Le prix du riz dans le monde a augmenté de 9,8 % en août sur un mois et a atteint son plus haut niveau depuis quinze ans, a annoncé l’Organisation des Nations unies pour l’alimentation et l’agriculture (FAO) le 8 septembre 2023. Mais qu’en est-il vraiment pour le marché du riz français et les producteurs nationaux ? L’économiste Patricio Mendez del Villar, du Centre de coopération internationale en recherche agronomique pour le développement (Cirad) basé à Montpellier, répond à La France Agricole.

Ce niveau élevé serait la conséquence directe de l’interdiction des exportations de riz blanc indica non-basmati mise en place par l’Inde en juillet 2023. Pour rappel, le pays avait déjà stoppé les exportations de brisures de riz et imposé une taxe de 20 % sur les exportations de riz de qualité supérieure en septembre 2022. À cela, s’ajoute l’apparition d’une nouvelle taxe sur le riz étuvé depuis la fin d'août.

Comment le marché français est-il affecté ?

Les marchés européen et français sont impactés, mais très à la marge. Étant donné que les importateurs asiatiques doivent se tourner vers d’autres catégories de riz, non concernées par cette interdiction (riz étuvés, riz basmati…), cela engendre une demande supplémentaire sur ces types de riz présents sur le marché français.

Cela reste quand même marginal par rapport au contexte international, car les restrictions d’exportation concernent des catégories de riz qui arrivent beaucoup moins en Europe et en France. Le riz basmati indien n’est pas majoritaire en France. L’Hexagone achète essentiellement du riz au Pakistan pour deux raisons : les systèmes de culture sont moins intensifs (moins de risques de résidus de pesticide) et les prix sont plus attractifs.

Aussi, la hausse des prix du riz en France peut s’expliquer par les prix à la production assez élevés dans le contexte inflationniste en Europe. Ces derniers contribuent en partie à la hausse des prix du riz à la consommation.

Que va-t-il arriver aux riziculteurs français ?

La France ne produit qu’en Camargue et est très déficitaire en riz.
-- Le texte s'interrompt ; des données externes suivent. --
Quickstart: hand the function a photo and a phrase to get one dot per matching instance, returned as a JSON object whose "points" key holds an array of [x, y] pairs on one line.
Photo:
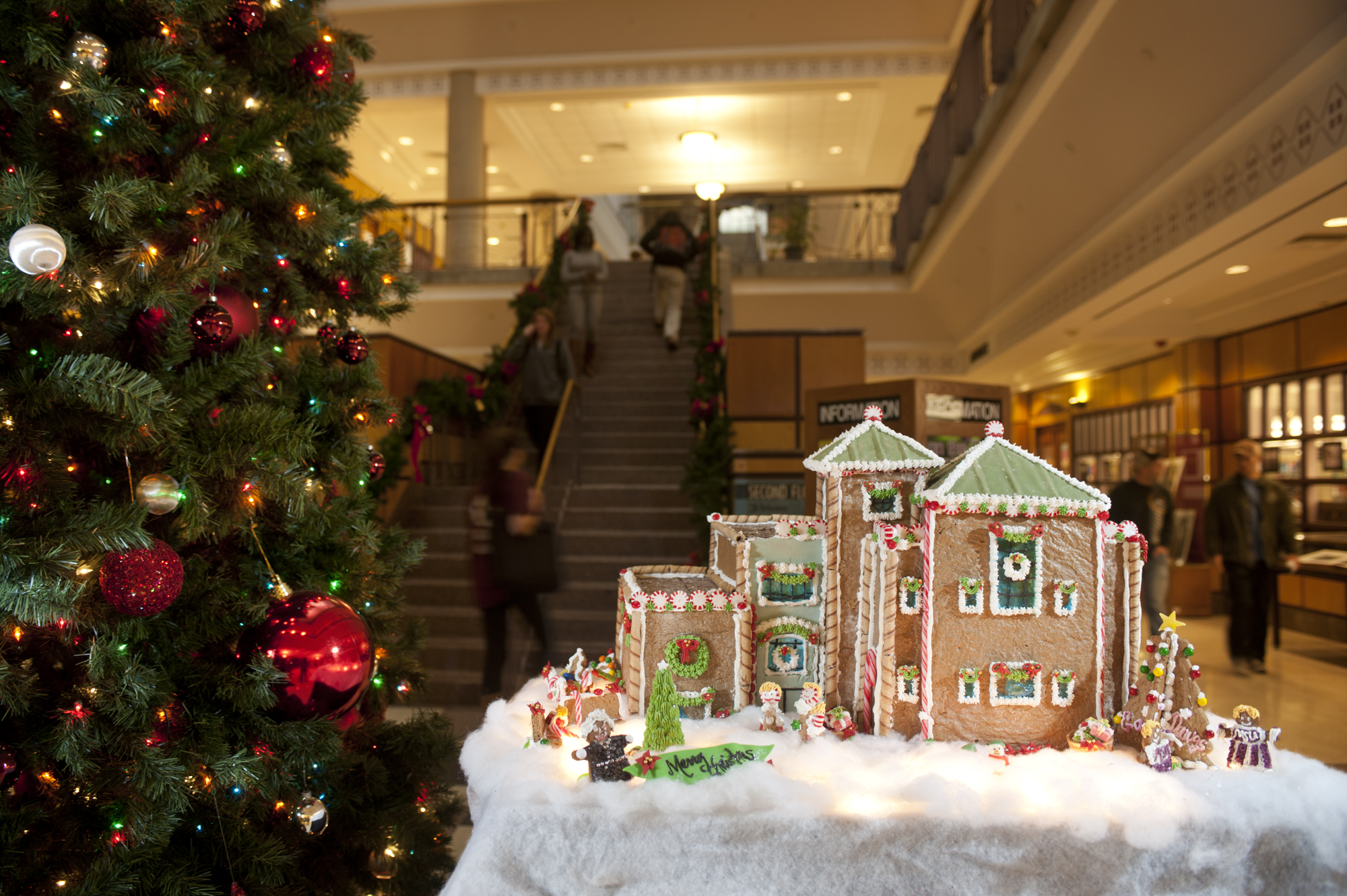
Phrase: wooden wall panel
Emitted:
{"points": [[1164, 376], [760, 376], [1268, 351], [1323, 338], [1228, 359], [832, 361]]}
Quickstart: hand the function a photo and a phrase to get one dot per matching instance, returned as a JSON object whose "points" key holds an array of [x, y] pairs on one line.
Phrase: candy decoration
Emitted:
{"points": [[352, 347], [158, 493], [88, 50], [312, 815], [142, 582], [324, 649], [250, 15], [211, 324], [37, 249], [376, 464]]}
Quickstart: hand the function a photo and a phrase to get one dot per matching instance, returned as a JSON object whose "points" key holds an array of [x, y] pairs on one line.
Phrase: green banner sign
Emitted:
{"points": [[692, 766]]}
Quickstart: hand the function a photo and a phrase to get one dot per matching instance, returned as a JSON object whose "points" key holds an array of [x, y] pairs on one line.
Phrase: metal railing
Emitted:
{"points": [[1003, 40]]}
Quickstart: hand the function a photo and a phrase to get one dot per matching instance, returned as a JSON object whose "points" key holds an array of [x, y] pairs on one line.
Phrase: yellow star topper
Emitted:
{"points": [[1170, 622]]}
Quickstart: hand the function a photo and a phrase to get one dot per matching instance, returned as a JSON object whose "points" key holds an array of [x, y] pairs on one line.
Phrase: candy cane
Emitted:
{"points": [[927, 614]]}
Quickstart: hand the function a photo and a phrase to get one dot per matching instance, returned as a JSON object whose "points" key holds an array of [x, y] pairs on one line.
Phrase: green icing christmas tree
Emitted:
{"points": [[663, 728], [154, 152]]}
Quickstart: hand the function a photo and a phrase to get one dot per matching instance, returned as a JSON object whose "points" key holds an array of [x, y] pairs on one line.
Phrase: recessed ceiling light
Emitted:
{"points": [[700, 140]]}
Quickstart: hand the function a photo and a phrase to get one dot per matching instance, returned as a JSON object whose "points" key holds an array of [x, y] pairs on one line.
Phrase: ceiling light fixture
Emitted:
{"points": [[711, 190], [698, 140]]}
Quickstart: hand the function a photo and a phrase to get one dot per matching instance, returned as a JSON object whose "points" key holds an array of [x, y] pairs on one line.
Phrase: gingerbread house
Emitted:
{"points": [[1011, 611], [865, 477]]}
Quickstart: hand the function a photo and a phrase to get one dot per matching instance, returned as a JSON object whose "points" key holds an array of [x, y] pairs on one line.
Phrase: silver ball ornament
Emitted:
{"points": [[37, 249], [88, 50], [312, 815], [281, 155], [158, 493]]}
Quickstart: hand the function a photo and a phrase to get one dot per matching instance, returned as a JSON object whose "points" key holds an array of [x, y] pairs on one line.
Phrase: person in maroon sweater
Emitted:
{"points": [[504, 489]]}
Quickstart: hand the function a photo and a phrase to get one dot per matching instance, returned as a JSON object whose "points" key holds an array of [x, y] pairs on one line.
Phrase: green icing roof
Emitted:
{"points": [[1003, 470], [875, 444]]}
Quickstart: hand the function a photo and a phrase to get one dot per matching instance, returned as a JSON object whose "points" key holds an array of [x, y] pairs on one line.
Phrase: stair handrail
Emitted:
{"points": [[552, 439]]}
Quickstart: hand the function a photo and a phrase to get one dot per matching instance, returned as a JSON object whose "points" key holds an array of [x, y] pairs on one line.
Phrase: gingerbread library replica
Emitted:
{"points": [[987, 598]]}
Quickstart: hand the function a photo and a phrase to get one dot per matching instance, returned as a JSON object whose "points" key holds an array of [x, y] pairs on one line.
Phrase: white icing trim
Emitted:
{"points": [[997, 700], [1072, 689], [826, 464], [1035, 570], [1062, 605]]}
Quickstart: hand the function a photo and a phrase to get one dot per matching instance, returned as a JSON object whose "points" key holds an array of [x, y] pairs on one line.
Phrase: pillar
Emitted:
{"points": [[467, 166]]}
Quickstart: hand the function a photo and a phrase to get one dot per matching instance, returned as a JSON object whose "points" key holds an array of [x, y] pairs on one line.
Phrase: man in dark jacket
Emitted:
{"points": [[1251, 535], [671, 246], [1151, 506]]}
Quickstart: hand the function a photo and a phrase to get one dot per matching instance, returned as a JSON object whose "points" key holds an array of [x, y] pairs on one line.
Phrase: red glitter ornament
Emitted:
{"points": [[250, 15], [317, 59], [323, 646], [143, 582]]}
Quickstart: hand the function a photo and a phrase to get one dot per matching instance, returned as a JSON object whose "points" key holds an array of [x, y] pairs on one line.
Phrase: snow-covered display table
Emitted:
{"points": [[884, 815]]}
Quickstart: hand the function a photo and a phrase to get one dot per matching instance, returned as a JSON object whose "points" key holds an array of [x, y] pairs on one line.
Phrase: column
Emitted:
{"points": [[467, 166]]}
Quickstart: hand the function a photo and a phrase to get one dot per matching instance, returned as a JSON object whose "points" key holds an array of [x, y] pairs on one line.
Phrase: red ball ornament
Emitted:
{"points": [[143, 582], [211, 324], [323, 646], [250, 15], [352, 347], [317, 59]]}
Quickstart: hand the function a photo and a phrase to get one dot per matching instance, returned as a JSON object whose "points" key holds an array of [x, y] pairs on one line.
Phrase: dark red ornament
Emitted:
{"points": [[250, 15], [352, 347], [323, 646], [317, 59], [243, 315], [211, 324], [143, 582]]}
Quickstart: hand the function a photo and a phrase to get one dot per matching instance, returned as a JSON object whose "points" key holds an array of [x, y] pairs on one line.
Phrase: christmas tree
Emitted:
{"points": [[176, 458], [663, 728]]}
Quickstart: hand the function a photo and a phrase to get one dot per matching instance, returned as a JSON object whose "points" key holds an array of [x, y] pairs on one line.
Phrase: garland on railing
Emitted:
{"points": [[480, 400], [707, 478]]}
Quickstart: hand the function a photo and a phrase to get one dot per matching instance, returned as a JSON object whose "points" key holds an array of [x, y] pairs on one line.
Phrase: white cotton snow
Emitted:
{"points": [[844, 788]]}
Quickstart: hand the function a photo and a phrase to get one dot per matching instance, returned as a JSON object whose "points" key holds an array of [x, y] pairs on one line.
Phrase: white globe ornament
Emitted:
{"points": [[37, 249]]}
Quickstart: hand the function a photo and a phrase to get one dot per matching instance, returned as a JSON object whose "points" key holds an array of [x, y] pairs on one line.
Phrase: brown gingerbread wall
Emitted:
{"points": [[1067, 552]]}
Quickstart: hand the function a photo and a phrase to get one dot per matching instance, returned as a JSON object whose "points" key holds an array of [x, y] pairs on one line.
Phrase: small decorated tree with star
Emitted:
{"points": [[663, 728], [1167, 689], [173, 719]]}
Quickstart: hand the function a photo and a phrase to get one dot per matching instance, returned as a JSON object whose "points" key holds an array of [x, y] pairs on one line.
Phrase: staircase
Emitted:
{"points": [[616, 502]]}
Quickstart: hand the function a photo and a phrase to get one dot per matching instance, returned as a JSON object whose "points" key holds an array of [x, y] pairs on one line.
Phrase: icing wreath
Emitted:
{"points": [[688, 656], [1016, 567]]}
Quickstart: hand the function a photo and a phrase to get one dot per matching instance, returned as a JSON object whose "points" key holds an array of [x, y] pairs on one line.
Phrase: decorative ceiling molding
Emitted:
{"points": [[1288, 141], [667, 74]]}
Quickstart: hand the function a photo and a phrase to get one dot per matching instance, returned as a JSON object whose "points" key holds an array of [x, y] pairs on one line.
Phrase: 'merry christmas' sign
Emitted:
{"points": [[692, 766]]}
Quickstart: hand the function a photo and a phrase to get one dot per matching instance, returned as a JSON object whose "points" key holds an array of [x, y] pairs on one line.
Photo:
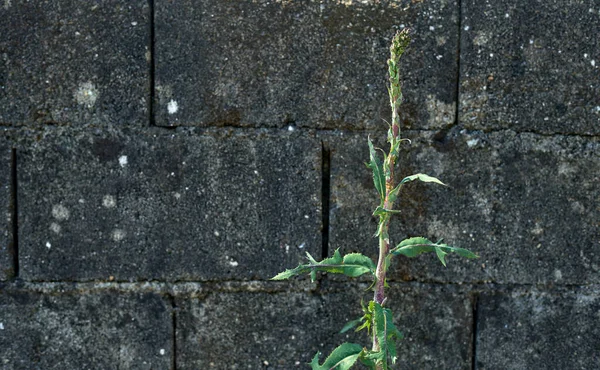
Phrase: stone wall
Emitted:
{"points": [[160, 160]]}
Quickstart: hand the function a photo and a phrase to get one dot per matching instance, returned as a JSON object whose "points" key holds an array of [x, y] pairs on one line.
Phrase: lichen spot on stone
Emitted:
{"points": [[60, 212], [86, 94], [118, 235], [109, 201], [172, 107], [55, 228], [123, 161]]}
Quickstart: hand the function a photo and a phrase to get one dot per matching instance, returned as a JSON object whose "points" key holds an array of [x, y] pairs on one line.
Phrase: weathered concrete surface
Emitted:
{"points": [[185, 206], [7, 268], [285, 330], [311, 64], [100, 331], [530, 66], [74, 62], [527, 204], [538, 331]]}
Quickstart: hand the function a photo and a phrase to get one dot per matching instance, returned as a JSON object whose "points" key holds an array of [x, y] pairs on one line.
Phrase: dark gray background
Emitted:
{"points": [[162, 159]]}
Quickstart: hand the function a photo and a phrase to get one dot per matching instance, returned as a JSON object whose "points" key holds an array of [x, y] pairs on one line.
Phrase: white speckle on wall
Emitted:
{"points": [[557, 275], [86, 94], [123, 160], [118, 235], [109, 201], [172, 107], [55, 227], [472, 142], [60, 212]]}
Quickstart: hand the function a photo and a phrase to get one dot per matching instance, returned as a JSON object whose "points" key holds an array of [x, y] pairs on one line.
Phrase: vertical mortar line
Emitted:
{"points": [[151, 104], [174, 337], [325, 197], [458, 56], [14, 245], [474, 331]]}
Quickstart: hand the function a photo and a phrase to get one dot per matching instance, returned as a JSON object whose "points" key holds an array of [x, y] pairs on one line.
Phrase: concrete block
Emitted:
{"points": [[300, 63], [7, 267], [533, 330], [527, 204], [530, 66], [285, 330], [98, 331], [181, 206], [74, 62]]}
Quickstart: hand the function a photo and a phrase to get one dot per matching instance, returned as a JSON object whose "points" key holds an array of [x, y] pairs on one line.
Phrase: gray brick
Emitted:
{"points": [[530, 66], [74, 62], [527, 204], [285, 330], [99, 331], [184, 206], [311, 64], [7, 268], [538, 331]]}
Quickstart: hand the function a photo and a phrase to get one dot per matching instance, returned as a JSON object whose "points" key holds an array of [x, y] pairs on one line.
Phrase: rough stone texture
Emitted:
{"points": [[538, 331], [185, 206], [302, 63], [527, 204], [102, 331], [74, 62], [530, 66], [7, 268], [285, 330]]}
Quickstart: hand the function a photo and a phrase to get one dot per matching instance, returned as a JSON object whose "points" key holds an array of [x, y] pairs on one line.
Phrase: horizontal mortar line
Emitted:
{"points": [[210, 129], [179, 289]]}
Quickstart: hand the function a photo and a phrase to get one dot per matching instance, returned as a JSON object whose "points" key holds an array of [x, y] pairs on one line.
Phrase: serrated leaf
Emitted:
{"points": [[376, 165], [421, 177], [342, 358], [353, 265], [380, 211], [350, 324], [412, 247]]}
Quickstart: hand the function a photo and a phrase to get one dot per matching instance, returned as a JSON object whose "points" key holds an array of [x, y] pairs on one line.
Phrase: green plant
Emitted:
{"points": [[377, 318]]}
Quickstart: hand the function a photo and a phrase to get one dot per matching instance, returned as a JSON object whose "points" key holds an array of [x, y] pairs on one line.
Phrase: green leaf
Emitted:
{"points": [[342, 358], [380, 211], [412, 247], [376, 166], [421, 177], [353, 265], [351, 324]]}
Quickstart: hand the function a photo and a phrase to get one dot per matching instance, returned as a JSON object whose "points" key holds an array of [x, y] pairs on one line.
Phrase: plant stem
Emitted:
{"points": [[399, 44]]}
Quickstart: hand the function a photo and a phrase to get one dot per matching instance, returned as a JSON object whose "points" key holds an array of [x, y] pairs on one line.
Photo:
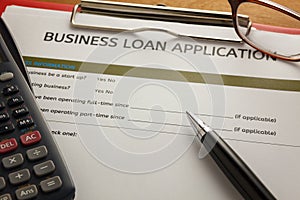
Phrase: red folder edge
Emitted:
{"points": [[35, 4]]}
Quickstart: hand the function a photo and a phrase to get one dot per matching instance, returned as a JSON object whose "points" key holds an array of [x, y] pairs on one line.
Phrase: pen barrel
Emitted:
{"points": [[239, 174]]}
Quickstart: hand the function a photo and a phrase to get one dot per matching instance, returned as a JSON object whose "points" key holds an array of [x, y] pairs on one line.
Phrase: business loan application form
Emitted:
{"points": [[116, 104]]}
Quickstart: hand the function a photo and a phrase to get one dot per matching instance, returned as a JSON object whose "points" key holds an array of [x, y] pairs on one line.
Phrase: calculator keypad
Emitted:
{"points": [[18, 130]]}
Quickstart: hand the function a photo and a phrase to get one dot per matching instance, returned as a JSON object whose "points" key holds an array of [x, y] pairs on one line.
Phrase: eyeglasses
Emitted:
{"points": [[251, 26]]}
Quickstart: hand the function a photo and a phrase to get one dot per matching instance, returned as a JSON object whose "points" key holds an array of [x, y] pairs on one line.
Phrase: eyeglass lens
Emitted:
{"points": [[256, 34]]}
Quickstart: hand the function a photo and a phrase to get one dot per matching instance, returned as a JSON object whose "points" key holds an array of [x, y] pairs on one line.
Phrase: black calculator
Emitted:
{"points": [[31, 165]]}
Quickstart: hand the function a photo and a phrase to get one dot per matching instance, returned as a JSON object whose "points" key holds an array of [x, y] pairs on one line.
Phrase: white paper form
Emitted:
{"points": [[116, 103]]}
Au total, la production française ne couvre que 15 % de la consommation nationale. Le riz camarguais occupe des segments de marché de niche et toute la production est vendue. Ce n’est pas parce qu’il y a ces limitations au niveau mondial qu’il s’agit d’une aubaine pour les producteurs camarguais.

De même, les prix élevés au niveau mondial n’entraîneront pas une augmentation significative des surfaces rizicoles en Camargue en 2024. De plus, on ne fait qu’une seule récolte par an en France, contrairement aux pays asiatiques qui opèrent jusqu’à trois récoltes par an. Les producteurs asiatiques ont l’opportunité d’être plus réactifs par rapport aux cours mondiaux tandis que les Français doivent attendre jusqu’au mois d’avril pour semer.

Quelles évolutions sont à prévoir ?

Les prix mondiaux commencent à se tasser depuis la fin d'août ou le début de septembre. Les pays importateurs diffèrent leurs achats de riz. Leurs gouvernements instaurent également des prix plafonds à la consommation pour protéger les populations.

Cela se répercute dans les négociations commerciales avec les pays exportateurs et des prix à la baisse. On entre aussi dans une période de récolte et un afflux d’offre d’exportation va avoir lieu. Traditionnellement, les cours mondiaux ont tendance à baisser pendant le dernier trimestre de l’année.

Il y a aussi des incertitudes vis-à-vis de la durée et les modalités des mesures prises par l’Inde ; des exceptions peuvent être mises en œuvre. En fait, cet arrêt des exportations est essentiellement politique à l’approche des élections indiennes (avril 2024) et la posture du gouvernement indien ne peut pas être totalement anticipée.